It also can tempt them to cheat. Testing service Honorlock has employed fake answer sites with names like “quizlookup.com,” “gradepack.com,” “examequip.com,” “buzzfolder.com,” and wikicram.com to tempt and track students who attempt to search the answers to their online exams, according to a report by The Markup,

Dubbed “honeypot” sites, they appear to contain the answer to a specific question and send student data — IP address, device information, and mouse movement — to Honorlock’s servers. A conniving student who searches a specific exam question and encounters one of the honeypot sites may face punishment from instructors. And students can’t just use their phone to escape the tracking software: These honeypot sites report that IP address to Honorlock’s servers, too.

Basically spyware —

Honorlock’s site boasts that its service is used by over 300 educational institutions including the University of Wisconsin, University of Florida, and Arizona State University. Honorlock isn’t cheap, either: ASU, for example, pays $880,000 per year.

The surveillance software’s flagship function is to use a student’s webcam and its AI to detect forbidden exam activities, like asking a friend for answers or typing on a phone. One student from ASU reported that, in the middle of his online exam, his screen froze and showed the message “Take off your Apple Watch.” The software scans faces to verify identity.

How’s this helpful? —

The practice of introducing temptation for students to cheat is ethically dubious, but it’s not new. Professors can put fake answers to questions on answer sites such as Chegg to detect cheating students. One mathematics TA at Princeton faced backlash after purposely posting a wrong solution online to catch students who turned to search engines instead of studying.

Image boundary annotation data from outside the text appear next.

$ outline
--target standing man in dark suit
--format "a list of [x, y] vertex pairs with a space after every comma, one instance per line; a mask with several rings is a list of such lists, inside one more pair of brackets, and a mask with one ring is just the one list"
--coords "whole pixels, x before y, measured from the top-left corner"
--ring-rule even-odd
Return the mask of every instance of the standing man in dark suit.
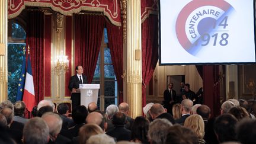
[[172, 89], [174, 84], [170, 82], [168, 84], [168, 88], [164, 92], [164, 104], [167, 108], [167, 112], [172, 114], [172, 105], [178, 102], [176, 91]]
[[80, 105], [80, 93], [76, 93], [79, 92], [78, 91], [79, 84], [87, 83], [87, 76], [82, 74], [84, 69], [82, 66], [76, 66], [76, 74], [71, 76], [69, 84], [69, 89], [72, 92], [71, 94], [72, 109]]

Honorlock — and other surveillance edtech companies — claim to promote student integrity but eschew ethical responsibilities of their own, using deceptive techniques in the name of student honor. Cheating on exams is certainly a problem, but invasive surveillance software seems like a shoddy (and expensive) fix, especially for situations in which continuous assessment or project-based learning can be an alternative to high-stakes testing.